I would say rather that it has become what it was before the Dreyfus affair. Until that time, the left – the name under which the different liberal and republican currents were grouped together – had always fought on two fronts. On the one hand, against the “clerical and monarchist peril” – incarnated by the “whites” of the conservative and reactionary right – on the other, against the “collectivist danger” – symbolized by the “reds” of the socialist camp firmly attached as for their part, to the political independence of the proletariat (that is why we will never find a single text of Marx where he would claim the left or, a fortiori, his union).

It was only in 1899 – faced with the imminence of a coup d’état of the Right of the Ancien Régime and its new “nationalist” allies – that the modern left would truly take birth, on the basis of a compromise – initially purely defensive – between the “blues” of the original left and the “reds” of the workers’ movement (despite the fierce opposition of the anarcho-syndicalists).

It is therefore this ambiguous historic compromise between liberals, republicans and socialists – a compromise sealed against the only “reaction” and which would give the left of the twentieth century its particular mystique – which was gradually called into question, at the beginning of in the 1980s, as the idea of any attempt to break with capitalism prevailed (that is, with a system that subjugates the lives of ordinary people to the goodwill of the privileged minorities who control capital and information) could only lead to totalitarianism and the Gulag.

It is above all in this new context that the official left has come to reconnect – under an anti-racist and citizen dressing – with its old modernist demons of the nineteenth century, when under the name of “party of the movement” it had already for  watchword “neither reaction nor revolution”.

And since the right of Ancien Régime has given way to that of the followers of the economic liberalism of Tocqueville and Bastiat (which, we forget all too often, both sat on the left), we can say that the opposition of the right and the left, as it functions today, is essentially no more than an updating of certain divisions which, at the end of the nineteenth century, already divided the old party of the movement (we would now say the party of growth and globalization).
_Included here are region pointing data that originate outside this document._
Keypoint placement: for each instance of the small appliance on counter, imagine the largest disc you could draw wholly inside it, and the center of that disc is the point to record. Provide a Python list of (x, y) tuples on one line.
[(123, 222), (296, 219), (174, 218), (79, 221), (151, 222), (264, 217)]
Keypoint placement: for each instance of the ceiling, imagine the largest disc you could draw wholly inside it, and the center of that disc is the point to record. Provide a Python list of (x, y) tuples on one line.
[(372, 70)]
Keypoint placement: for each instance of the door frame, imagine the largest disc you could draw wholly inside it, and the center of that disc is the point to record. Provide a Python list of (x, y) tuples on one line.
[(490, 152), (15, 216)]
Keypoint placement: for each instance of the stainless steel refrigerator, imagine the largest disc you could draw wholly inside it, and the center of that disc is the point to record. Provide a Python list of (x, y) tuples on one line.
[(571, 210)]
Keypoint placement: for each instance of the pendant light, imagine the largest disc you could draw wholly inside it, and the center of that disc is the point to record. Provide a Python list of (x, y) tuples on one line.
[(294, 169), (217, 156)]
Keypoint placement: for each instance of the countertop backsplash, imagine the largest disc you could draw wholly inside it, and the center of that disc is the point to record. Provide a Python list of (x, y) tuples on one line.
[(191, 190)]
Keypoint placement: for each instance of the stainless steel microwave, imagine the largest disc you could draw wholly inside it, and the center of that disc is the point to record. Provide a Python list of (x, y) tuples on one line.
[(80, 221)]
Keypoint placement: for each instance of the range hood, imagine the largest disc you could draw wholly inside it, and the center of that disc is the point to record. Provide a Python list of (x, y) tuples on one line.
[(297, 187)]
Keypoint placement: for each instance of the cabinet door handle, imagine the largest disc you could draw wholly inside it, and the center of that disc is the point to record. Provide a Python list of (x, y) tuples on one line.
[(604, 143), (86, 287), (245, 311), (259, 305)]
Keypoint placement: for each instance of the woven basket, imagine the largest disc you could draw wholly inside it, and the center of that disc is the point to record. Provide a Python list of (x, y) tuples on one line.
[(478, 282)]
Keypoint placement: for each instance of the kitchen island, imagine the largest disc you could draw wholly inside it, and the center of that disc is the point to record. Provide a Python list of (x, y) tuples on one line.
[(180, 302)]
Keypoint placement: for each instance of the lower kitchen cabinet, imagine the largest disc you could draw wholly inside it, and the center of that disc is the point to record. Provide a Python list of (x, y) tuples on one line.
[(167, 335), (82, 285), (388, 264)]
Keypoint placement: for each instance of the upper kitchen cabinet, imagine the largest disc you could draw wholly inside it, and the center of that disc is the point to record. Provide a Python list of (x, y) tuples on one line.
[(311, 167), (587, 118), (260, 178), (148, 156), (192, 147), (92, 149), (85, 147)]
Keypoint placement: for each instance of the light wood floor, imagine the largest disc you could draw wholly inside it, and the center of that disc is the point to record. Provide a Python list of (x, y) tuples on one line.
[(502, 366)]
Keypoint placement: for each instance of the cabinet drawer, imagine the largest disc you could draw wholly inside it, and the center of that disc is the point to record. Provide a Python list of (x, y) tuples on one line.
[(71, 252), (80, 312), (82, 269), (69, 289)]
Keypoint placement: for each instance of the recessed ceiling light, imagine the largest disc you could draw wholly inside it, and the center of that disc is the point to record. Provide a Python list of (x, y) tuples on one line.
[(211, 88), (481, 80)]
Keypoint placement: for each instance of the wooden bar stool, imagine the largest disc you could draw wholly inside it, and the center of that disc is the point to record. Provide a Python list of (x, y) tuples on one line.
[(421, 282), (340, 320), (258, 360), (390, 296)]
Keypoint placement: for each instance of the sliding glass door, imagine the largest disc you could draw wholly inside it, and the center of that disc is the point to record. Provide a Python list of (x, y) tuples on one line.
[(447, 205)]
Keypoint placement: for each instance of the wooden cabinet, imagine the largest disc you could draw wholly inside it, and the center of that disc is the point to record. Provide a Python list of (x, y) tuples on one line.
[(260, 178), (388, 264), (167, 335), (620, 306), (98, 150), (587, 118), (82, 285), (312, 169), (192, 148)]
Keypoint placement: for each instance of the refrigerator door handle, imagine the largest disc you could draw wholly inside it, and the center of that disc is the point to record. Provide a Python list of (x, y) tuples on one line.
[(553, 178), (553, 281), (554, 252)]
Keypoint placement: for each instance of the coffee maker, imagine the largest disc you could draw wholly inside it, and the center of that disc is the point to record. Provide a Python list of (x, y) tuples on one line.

This gradual disappearance of the old white and red parties in favor of an internal electoral antagonism to the blue party alone explains many things.

How is capitalism, which you think is prosperous and limitless, historically suicidal?

Originally, liberalism was simply a doctrine of limitations that should be imposed on the control of the state, churches and tradition in order to protect individual freedom. In practice, this doctrine led to the defense of the model of an “axiologically neutral” (or secularized) society in which everyone could live as he pleased, provided he did not harm others (free trade only being the application of this general principle to the particular sphere of economic activities).

If this system has been able to work so consistently for a long time, it is however because it continued to rely implicitly on a certain number of values (of “cultural deposits”, said Castoriadis) which no one thought of questioning yet “evidence.” Almost everyone, for example, agreed that there were common sense criteria for distinguishing honest action from dishonest action, a madman from a sane man, a child of an adult or a man of a woman.

Now, from the moment when all existing forms of philosophical categorization begin to be perceived as mere arbitrary and discriminatory constructions (and cultural liberalism sooner or later leads to this postmodern conclusion), the liberal system necessarily becomes incapable of defining by itself. even its own limits. And just as an unlimited economic growth is condemned to gradually deplete the natural resources that make it possible, so the unlimited extension of the right of everyone to satisfy his least personal fads can lead ultimately to undermine all the symbolic foundations of life in common.

In the image of King Midas, who died of being able to transform everything into gold, it seems that the global elites of modern liberalism are now philosophically ready, in order to satisfy their greed, to destroy even the very conditions of their own survival.